We're running Hunk v6.2.2 to connect to Hortonworks Hadoop v2.2.4.2 cluster. I noticed that there are automatic mapreduce jobs that fire off all the time from hunk without any user searches happening. I have 14 pending mapreduce jobs at the moment. How do I determine what in hunk is firing off these mapreduce jobs.

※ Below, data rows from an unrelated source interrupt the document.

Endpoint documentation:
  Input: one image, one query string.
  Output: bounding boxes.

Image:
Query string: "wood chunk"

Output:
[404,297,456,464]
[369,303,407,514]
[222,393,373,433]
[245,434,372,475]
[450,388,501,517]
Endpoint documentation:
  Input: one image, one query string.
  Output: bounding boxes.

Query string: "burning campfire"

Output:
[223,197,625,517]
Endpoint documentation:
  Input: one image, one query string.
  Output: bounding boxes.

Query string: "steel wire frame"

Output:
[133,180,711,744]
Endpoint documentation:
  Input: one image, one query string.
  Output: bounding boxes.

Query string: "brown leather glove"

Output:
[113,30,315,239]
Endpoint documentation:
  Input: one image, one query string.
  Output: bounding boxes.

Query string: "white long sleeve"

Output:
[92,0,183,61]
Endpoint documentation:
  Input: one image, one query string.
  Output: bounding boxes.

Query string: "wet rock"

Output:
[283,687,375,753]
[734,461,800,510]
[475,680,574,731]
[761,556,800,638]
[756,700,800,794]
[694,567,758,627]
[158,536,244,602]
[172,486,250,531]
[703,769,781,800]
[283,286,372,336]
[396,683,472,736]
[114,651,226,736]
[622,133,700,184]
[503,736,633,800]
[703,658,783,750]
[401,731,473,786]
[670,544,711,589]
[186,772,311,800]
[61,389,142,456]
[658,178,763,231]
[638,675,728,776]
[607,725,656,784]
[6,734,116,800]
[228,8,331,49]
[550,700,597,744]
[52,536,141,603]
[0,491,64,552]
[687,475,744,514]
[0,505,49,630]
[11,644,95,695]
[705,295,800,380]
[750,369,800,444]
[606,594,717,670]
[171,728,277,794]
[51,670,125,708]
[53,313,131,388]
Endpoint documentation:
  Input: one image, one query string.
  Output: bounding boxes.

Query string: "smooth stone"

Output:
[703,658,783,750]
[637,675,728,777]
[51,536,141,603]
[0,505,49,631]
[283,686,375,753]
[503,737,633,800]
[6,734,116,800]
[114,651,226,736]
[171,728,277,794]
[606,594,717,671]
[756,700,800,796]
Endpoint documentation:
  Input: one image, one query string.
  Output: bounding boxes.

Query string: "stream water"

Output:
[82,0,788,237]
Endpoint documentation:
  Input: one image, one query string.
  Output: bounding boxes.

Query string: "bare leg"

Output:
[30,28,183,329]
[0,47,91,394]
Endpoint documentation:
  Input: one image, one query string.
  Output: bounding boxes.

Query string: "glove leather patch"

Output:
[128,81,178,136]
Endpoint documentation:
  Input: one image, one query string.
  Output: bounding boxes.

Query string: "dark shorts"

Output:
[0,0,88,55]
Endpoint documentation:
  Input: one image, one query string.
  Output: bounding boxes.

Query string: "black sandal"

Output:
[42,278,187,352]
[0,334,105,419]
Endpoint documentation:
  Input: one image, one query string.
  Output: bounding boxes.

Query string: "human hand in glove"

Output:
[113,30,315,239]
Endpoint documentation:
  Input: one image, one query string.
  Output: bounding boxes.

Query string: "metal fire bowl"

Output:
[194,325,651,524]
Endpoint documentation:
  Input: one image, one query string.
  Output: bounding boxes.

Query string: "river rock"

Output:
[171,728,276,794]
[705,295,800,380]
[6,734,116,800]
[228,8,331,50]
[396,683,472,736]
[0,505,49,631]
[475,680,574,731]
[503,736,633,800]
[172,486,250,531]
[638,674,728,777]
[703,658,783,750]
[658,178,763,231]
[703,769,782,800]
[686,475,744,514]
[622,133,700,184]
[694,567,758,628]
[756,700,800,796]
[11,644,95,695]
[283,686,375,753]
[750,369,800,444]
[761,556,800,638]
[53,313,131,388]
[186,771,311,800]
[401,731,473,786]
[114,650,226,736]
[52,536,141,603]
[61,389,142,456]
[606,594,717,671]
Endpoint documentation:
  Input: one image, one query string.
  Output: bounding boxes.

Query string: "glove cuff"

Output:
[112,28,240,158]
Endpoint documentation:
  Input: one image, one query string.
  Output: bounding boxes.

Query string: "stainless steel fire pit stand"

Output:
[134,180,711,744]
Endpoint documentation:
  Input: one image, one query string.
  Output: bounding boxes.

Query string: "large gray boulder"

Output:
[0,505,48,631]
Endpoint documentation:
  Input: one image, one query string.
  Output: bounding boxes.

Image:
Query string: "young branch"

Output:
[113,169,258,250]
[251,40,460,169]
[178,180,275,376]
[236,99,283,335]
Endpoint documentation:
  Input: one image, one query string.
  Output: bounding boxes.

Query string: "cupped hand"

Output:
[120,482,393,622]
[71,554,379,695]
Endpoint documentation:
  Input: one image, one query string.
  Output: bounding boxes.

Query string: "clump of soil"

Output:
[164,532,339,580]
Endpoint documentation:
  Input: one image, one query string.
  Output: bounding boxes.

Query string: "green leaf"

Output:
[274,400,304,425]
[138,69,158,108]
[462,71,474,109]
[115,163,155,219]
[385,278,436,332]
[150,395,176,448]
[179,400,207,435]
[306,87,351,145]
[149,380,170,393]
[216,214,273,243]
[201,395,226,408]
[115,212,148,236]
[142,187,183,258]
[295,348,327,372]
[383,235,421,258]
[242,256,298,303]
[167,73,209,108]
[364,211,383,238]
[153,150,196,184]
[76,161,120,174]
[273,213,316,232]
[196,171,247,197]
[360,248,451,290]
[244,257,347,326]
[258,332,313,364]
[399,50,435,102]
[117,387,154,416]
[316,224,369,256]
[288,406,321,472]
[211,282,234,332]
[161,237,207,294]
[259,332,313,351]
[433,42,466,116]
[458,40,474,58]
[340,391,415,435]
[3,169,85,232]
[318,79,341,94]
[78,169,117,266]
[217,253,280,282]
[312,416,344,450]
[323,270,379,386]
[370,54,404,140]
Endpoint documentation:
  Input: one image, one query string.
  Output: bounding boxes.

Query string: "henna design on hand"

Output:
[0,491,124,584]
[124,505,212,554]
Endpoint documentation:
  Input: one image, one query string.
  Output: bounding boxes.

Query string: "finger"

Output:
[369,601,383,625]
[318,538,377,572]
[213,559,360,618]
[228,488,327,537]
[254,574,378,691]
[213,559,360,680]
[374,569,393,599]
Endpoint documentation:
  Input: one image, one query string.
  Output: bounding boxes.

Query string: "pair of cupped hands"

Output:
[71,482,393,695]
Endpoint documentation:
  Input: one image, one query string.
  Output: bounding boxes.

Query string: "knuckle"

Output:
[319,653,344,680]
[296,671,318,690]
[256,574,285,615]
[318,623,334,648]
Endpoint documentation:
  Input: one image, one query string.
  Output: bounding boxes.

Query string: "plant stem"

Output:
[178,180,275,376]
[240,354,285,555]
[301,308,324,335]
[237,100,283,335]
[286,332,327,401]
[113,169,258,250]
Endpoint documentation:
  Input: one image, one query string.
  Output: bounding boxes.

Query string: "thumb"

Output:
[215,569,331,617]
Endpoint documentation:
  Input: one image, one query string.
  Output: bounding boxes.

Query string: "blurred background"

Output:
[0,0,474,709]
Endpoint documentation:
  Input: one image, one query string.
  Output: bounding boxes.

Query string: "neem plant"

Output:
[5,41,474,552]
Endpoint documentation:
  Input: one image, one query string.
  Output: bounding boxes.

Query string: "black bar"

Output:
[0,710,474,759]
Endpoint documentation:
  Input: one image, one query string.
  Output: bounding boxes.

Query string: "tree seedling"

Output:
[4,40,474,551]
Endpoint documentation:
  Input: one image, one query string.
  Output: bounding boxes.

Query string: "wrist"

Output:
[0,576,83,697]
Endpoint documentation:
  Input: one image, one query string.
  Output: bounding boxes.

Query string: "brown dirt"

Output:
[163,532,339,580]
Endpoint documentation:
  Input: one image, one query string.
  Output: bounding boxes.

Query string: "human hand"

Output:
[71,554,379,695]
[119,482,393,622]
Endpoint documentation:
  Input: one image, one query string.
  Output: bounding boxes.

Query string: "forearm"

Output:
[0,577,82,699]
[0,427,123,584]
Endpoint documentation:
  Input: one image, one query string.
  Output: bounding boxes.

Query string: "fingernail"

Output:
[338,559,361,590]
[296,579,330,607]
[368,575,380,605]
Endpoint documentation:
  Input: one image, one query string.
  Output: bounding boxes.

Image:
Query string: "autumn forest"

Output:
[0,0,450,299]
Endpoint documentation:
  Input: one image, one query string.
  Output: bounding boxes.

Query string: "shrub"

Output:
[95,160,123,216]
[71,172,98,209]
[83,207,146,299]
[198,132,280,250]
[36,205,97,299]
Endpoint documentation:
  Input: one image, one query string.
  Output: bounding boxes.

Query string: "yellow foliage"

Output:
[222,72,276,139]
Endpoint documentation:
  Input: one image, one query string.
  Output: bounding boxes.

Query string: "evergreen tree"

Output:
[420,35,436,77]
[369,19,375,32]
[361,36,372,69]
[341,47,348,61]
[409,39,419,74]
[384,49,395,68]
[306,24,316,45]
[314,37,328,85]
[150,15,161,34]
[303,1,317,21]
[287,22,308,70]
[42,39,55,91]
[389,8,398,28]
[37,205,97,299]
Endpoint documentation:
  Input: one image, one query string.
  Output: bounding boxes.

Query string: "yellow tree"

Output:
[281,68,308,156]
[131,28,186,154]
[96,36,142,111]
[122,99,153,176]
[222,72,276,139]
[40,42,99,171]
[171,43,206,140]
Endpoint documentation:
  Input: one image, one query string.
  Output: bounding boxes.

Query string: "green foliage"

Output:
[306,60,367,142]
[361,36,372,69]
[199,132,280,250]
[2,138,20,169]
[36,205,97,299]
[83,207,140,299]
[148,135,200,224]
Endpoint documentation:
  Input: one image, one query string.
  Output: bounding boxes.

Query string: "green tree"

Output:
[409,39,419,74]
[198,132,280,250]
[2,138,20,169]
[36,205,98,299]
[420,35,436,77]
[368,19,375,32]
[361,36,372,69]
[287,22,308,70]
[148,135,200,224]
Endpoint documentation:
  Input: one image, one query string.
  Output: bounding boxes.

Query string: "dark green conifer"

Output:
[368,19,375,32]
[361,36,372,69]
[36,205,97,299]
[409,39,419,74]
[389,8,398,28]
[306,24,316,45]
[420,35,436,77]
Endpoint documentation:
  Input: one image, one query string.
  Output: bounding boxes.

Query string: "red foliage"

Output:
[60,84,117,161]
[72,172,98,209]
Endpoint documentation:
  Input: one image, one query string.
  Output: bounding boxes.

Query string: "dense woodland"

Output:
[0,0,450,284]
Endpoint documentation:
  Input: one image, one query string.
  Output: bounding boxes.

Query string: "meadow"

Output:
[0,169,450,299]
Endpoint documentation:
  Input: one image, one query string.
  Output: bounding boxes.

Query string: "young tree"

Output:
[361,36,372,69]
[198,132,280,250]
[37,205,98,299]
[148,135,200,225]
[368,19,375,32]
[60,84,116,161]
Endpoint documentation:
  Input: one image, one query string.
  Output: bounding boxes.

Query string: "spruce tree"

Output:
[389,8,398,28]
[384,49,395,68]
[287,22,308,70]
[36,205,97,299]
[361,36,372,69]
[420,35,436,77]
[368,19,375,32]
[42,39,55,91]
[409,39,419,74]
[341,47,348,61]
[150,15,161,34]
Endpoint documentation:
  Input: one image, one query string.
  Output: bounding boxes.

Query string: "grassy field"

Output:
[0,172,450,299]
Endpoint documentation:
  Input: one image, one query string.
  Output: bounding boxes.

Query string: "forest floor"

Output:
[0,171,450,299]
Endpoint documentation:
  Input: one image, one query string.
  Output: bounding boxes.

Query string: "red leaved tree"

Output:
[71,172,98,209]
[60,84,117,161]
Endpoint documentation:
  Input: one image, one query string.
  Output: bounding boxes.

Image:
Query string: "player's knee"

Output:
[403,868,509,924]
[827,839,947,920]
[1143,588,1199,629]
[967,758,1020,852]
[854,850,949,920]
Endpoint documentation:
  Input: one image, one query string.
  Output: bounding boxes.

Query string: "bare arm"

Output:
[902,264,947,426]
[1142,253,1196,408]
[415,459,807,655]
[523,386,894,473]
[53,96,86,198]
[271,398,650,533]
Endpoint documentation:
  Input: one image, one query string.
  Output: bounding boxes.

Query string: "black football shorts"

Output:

Hunk jobs will also run if you've installed any splunk apps that contain any scheduled searches with "index=[asterisk]". These will also search the hadoop virtual index. Here are the culprits in my environment:
splunk_app_microsoft_exchange
splunk_app_windows_infrastructure
sideview_utils
The workaround is to change the scheduled searches in the splunk apps from "index=[asterisk]" to "(index=[asterisk] AND NOT index=myhadoopprovider)".
Hunk jobs will also run if you've installed any splunk apps that contain any scheduled searches with "index=[asterisk]". These will also search the hadoop virtual index. Here are the culprits in my environment:
splunk_app_microsoft_exchange
splunk_app_windows_infrastructure
sideview_utils
The workaround is to change the scheduled searches in the splunk apps from "index=[asterisk]" to "(index=[asterisk] AND NOT index=myhadoopprovider)".
Hunk will run jobs only if you schedule them (will start based on the schedule), report accelerate them (default to every 10 minutes), or if you manually running reports, dashboards, or searches.
So, Since you do not see any jobs that are starting from within your Hunk search head (Look for Jobs in the Hunk UI), are there any other Hunk search heads that connects to your Hortonworks cluster?
Ok, so I'm seeing this log entry in vix.splunk.home.hdfs/dispatch/scheduler_admin_c3BsdW5rX2FwcF9taWNyb3NvZnRfZXhjaGFuZ2U_RMD5f2faa9386d1f44b5_at_1433340300_2932/0/dispatch_dirs/SplunkMR_attempt_1433169589737_2064_m_000001_3/search.log
06-03-2015 10:10:03.000 ERROR dispatchRunner - RunDispatch::runDispatchThread threw error: Application does not exist: splunk_app_microsoft_exchange
We are also licensed for the Splunk App for Microsoft Exchange. I'm seeing all sorts of searches for "index=" in $SPLUNK_HOME/etc/apps/splunk_app_microsoft_exchange/default/savedsearches.conf. **Is this what's firing off all the mapreduce jobs???*
Here's a sample:
[Lookup - Database Information]
search = index=* eventtype=msexchange-database-stats | stats latest(Active) as Active,latest(MasterType) as MasterType by host,Database | eval key = host . "__" . Database | outputlookup dbInformation append=true
cron_schedule = 30 */4 * * *
dispatch.earliest_time = -8h
dispatch.latest_time = now
enableSched = true
run_on_startup = true
Yes, index=[star] would match any index that the user (in this case system) is allowed to search - except internal indexes (the ones that start with _, like _internal)
Can you please provide us with an example name of the pending jobs. Also can you please check if you have any report acceleration summary building jobs or saved searches with virtual index scheduled.
Here's the name of one job: SPLK_myhost.mydomain.ca_scheduler_admin_c3BsdW5rX2FwcF9taWNyb3NvZnRfZXhjaGFuZ2U_RMD5ba20a3b8ac6badf9_at_1433178480_338_0
I don't have any saved searches with the virtual index scheduled.
How do I check if I have any report acceleration summary building jobs?
That job seems to be from a scheduled report acceleration.
In Splunk Settings under Data section you can find the Report Acceleration Summaries, which will indicate the details. There is a delete option when clicked on each summary id, if you do not need the summaries anymore.
Also the details of each summary indicates corresponding save search under "Reports Using Summary" column.
I didn't see any Report Acceleration Summaries that referenced the virtual index. Just to be sure, I deleted all Report Acceleration Summaries. However, I'm still seeing mapreduce jobs in Hadoop. Any idea where to check next?